Ma mère
Ce n'est pas la première fois que
je veux me poser pour écrire sur elle, ma mère, celle qui m'a donné la vie.
J'aimerais dire "Celle qui m'a élevée". C'est en partie vraie. Vraie
parce que j'ai grandi à ses côtés, sous son même toit, qu'elle m'a vu grandir
et a participé à ma vie. Et pourtant, pourtant, nous sommes tellement
différentes, il y a un gouffre qui nous sépare. Je le savais avant le départ de
mon père mais. Je l'ai pris de pleine face lorsque papa nous a quittés. Du plus
loin que je me souvienne, je n'ai pas de souvenir de la tendresse d'une mère
pour son enfant avec moi. Ce qu'elle a su faire avec ses petits-enfants. Peut-être
pour se rattraper. Ma mère est aussi ordonnée que je suis bordélique, aussi
organisée que je suis brouillon, aussi stricte que je suis artiste. Et
pourtant, c'est bien ma mère. Cette très belle femme aux cheveux courts qui a
gardé un joli visage malgré ses rides de 75 ans et ses cheveux blancs. Jeune,
c'était une bombe latine. Pas étonnant que mon père ait succombé.
Elle s'est beaucoup occupée de mes
neveu et nièce, et de ma fille lorsqu'ils étaient petits. Mes parents habitant
dans l'école, c'était simple. Ils n'avaient qu'à monter une fois la classe
terminée. Elle a fait tout ce qu'elle n'a pas fait avec nous. Mais elle avait
plus de temps. Nous n'étions plus sous son toit, elle était devenue
fonctionnaire avec des horaires plus facile, plus de déplacements comme lorsque
nous étions petits et qu'elle faisait 2 allers-retours Nice tous les jours.
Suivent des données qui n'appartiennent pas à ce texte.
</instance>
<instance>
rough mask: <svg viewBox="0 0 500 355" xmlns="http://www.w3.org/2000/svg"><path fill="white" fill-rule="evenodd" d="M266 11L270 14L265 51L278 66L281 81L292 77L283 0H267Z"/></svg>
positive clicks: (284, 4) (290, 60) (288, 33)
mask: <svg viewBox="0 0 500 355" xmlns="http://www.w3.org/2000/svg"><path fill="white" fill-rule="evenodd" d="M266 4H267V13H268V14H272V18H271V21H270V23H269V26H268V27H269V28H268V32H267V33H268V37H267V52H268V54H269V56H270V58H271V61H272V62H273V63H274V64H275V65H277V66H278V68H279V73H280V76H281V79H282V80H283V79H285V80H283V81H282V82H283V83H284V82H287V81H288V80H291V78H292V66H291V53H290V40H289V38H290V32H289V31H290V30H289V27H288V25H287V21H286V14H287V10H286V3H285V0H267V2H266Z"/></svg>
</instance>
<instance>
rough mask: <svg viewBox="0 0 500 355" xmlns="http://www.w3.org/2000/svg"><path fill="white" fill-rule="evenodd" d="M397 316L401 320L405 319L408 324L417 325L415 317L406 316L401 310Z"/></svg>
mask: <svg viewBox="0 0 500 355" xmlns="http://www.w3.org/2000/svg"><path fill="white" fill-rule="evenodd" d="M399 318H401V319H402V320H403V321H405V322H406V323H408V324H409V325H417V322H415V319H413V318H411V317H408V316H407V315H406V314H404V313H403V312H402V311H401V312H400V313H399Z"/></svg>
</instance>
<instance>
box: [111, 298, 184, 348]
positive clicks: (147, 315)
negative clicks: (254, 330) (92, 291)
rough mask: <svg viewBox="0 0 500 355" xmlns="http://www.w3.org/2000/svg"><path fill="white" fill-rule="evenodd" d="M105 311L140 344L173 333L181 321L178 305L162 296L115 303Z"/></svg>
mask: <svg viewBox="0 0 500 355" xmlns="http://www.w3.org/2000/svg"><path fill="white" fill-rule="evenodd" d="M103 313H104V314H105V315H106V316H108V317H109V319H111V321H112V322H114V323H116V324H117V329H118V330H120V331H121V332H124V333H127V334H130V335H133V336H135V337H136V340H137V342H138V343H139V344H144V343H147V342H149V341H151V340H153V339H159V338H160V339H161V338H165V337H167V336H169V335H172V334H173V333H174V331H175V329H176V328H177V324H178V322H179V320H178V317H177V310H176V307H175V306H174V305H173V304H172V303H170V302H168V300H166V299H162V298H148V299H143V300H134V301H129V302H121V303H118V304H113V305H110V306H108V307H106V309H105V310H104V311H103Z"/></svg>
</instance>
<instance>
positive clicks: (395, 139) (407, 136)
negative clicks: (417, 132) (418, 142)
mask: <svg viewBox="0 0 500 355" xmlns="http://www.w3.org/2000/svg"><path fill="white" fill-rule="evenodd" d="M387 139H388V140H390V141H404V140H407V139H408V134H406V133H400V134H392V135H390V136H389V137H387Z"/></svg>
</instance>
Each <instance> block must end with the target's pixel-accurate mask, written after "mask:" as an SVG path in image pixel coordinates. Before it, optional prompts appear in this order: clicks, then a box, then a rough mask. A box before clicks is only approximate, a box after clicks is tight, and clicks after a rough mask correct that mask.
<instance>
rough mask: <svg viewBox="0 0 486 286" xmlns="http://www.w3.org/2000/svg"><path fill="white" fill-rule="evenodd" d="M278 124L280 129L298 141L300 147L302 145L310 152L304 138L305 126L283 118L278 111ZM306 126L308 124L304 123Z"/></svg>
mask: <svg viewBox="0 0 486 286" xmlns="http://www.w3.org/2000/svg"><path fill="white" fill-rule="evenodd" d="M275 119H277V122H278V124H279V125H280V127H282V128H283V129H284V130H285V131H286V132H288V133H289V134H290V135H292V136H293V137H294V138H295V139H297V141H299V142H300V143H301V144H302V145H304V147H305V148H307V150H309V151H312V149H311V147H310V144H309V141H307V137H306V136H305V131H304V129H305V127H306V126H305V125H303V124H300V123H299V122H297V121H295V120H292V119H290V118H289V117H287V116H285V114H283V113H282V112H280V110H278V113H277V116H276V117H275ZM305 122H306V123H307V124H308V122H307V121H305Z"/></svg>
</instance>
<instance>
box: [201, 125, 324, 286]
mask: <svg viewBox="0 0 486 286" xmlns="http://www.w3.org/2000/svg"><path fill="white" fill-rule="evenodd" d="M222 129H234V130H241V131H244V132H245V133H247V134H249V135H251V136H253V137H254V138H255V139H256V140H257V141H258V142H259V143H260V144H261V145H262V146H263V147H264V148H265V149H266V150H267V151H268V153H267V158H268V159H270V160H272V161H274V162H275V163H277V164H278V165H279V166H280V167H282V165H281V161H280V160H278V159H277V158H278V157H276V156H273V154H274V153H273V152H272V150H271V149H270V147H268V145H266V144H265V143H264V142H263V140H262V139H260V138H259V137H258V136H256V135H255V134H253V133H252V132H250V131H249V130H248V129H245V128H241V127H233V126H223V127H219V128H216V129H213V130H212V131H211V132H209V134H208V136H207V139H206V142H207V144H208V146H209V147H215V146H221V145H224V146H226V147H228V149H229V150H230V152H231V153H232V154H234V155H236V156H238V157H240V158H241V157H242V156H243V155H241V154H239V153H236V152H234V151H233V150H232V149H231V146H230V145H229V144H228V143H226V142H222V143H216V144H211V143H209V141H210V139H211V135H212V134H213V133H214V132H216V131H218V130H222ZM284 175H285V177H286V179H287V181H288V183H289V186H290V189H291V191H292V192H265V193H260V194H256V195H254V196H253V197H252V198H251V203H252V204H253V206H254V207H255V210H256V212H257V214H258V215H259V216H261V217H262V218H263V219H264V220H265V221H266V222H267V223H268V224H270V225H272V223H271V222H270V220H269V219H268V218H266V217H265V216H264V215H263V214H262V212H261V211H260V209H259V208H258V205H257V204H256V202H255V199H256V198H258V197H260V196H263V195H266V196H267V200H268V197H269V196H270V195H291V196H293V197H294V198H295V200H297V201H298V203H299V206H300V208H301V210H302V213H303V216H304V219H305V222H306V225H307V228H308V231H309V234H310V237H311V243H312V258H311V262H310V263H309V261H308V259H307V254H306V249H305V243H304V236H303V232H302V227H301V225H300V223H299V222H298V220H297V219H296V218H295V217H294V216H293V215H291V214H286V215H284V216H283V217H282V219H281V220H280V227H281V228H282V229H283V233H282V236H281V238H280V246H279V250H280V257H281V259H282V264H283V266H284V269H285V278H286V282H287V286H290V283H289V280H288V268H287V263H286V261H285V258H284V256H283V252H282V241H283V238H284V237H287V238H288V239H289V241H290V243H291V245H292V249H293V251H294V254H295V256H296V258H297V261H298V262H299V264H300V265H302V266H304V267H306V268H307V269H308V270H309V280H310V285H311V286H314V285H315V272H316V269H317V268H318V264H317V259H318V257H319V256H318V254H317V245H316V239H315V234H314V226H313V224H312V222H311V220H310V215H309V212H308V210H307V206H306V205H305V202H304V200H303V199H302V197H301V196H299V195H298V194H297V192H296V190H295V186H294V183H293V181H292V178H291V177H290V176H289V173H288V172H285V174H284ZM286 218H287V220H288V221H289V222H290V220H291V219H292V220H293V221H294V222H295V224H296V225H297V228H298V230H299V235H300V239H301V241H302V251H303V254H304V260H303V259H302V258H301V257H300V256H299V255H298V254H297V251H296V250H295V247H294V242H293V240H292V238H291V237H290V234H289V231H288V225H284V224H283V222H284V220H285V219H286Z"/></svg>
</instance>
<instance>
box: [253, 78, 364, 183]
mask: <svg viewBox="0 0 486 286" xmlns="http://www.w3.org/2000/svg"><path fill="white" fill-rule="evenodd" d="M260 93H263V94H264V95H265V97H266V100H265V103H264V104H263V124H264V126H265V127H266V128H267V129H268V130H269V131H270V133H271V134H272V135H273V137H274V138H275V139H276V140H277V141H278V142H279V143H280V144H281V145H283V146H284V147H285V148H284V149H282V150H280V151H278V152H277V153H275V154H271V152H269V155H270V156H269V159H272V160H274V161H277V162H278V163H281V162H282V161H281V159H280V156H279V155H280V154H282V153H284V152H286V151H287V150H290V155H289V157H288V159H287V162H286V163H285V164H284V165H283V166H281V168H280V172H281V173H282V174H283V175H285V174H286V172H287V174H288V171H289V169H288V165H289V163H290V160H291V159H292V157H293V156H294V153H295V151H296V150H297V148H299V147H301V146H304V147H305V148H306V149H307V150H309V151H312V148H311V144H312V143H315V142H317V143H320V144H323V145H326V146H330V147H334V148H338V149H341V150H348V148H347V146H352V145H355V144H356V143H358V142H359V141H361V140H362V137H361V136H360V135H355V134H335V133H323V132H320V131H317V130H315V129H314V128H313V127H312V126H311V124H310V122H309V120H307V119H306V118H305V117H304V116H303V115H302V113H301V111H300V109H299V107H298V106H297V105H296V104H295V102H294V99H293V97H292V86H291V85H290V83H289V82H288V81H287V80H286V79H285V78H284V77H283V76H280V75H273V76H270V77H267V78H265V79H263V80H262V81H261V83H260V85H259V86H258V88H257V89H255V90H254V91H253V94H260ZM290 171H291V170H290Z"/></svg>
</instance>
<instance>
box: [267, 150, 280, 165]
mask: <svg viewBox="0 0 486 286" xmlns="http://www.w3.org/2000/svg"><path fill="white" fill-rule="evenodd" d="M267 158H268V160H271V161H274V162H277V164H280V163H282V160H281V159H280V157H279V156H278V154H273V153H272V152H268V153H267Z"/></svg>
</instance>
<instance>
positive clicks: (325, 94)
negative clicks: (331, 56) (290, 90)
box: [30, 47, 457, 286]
Nos rapports sont difficiles, ils
l'étaient déjà avant et encore plus depuis un an et demi parce que j'ai
l'impression de découvrir quelqu'un, quelqu'un de plus dur, d'égoïste, de radin
et je me dis que mon père était là pour cacher tout ça. C'est lui qui tenait la
maison. C'est lui qui faisait que tout était quasi lisse... Et j'ai
découvert ma mère.
J'habite à 100m de chez elle, je
l'appelle tous les jours, parfois 2 fois pour lui raconter des banalités de ma
petite vie. Parfois quand ma vie sort de l'ordinaire, je lui raconte et lorsque
je raccroche, je regrette presque de lui avoir dit... et j'entends dans ses
réponses anodines "Et pourquoi toi tu as une belle vie et pourtant moi, je
m'emmerde et j'attends la mort sur mon canapé ?"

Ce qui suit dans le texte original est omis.